One of the use cases in EOSC-Nordic which the WP5 are responsible for is a collaboration between archaeologists in Denmark and Norway, who are going to integrate two different national databases to make it easier for scientists to do research across borders and thereby expand the research possibilities.
Harvesting from two databases
First Aarhus University in Denmark made 205.935 datasets of archaeological excavation data discoverable through the B2FIND portal. The archeologists at AU applied the OAI-PMH protocol to the Danish database “Fund og Fortidsminder.” Afterward, technical staff at Deutsche Klimarechenzentrum (DKRZ) harvested all the data and made it available through the B2FIND service. And just this month the Norwegian database “Askeladden” also successfully had 181.869 datasets harvested into B2FIND.
“Culture does not respect modern state boundaries in a globalized world. But also modern history, pre-modern history, and even in prehistory, people travelled, married, traded, followed migrating herds, or had conflicts with their neighbours. Thus new ideas, ways of doing things, materials and moveable artefacts spread from one place to the other – by land, by sea, by air, and recently: by digital technologies,” it states in the report from WP5.1.
When data from the two databases are integrated, researchers will only have to look in one place when doing research even across borders.
WP5.1 originally wished to make a “cookbook” or a how-to-guide for harvesting metadata into a portal on the basis of the experiences with the harvesting of the two national databases into B2FIND. The group did also end up producing one. But it should be seen more as a general guideline than a detailed step-by-step instruction, as all repositories are different and an individual approach is needed most times.

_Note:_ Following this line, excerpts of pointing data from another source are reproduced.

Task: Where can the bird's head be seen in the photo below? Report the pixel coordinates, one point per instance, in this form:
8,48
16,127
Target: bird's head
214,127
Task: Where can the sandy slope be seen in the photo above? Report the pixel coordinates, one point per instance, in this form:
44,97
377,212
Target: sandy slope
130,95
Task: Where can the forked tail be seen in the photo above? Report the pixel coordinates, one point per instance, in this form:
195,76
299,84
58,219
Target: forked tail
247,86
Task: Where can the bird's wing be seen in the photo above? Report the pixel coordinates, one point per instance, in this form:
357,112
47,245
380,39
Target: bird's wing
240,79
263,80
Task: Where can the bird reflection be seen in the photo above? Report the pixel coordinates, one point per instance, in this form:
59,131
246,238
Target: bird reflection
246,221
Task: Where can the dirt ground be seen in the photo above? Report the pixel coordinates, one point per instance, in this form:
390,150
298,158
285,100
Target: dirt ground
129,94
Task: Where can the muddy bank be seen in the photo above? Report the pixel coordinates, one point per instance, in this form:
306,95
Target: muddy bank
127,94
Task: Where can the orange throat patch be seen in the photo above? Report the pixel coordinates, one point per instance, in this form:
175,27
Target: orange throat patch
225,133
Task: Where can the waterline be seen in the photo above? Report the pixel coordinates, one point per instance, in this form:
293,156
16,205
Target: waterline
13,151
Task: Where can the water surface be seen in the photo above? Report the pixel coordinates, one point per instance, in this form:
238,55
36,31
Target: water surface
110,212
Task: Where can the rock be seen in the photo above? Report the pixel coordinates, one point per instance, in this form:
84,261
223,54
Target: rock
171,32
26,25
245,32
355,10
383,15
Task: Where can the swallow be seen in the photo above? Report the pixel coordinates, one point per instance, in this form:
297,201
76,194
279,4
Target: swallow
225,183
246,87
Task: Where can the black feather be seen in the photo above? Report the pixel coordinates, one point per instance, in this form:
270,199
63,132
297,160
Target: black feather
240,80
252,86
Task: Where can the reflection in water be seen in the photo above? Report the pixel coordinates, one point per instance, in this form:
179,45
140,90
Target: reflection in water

“It is necessary to develop a unique approach to each repository,” says Hannah Mihai.
Control your metadata
Another key finding in the work done by WP5.1 was that it was very important to have full control of one’s metadata. That means to follow the standards in the community so that the correct vocabulary, titles and terms are used.
“It is very important to have a good overview and control over your metadata, because the better you know how your metadata looks like and the better organized it is, the easier it is to get it harvested into one of these portals,” says Hannah Mihai.
Every portal is different and so is every repository or library where the metadata comes from. WP5.1 also concluded that even though it is always a good idea to follow the standards that are in your community, the problem is though, that oftentimes the communities have not decided upon any. So, to improve, the communities need to agree on a common vocabulary they want to use.
Another thing examined by the WP5.1 was how FAIR the metadata was when stored in the national repositories versus how FAIR they were after they were harvested. And the result was that the FAIR score of the national repository has a lot of room for improvement.
“There is a small but noticeable increase in the FAIR score of the metadata due to the harvesting from ‘Fund og Fortidsminder’ into B2FIND, so by harvesting the metadata into B2FIND, we are taking a step in the right direction,” explains Hannah Mihai.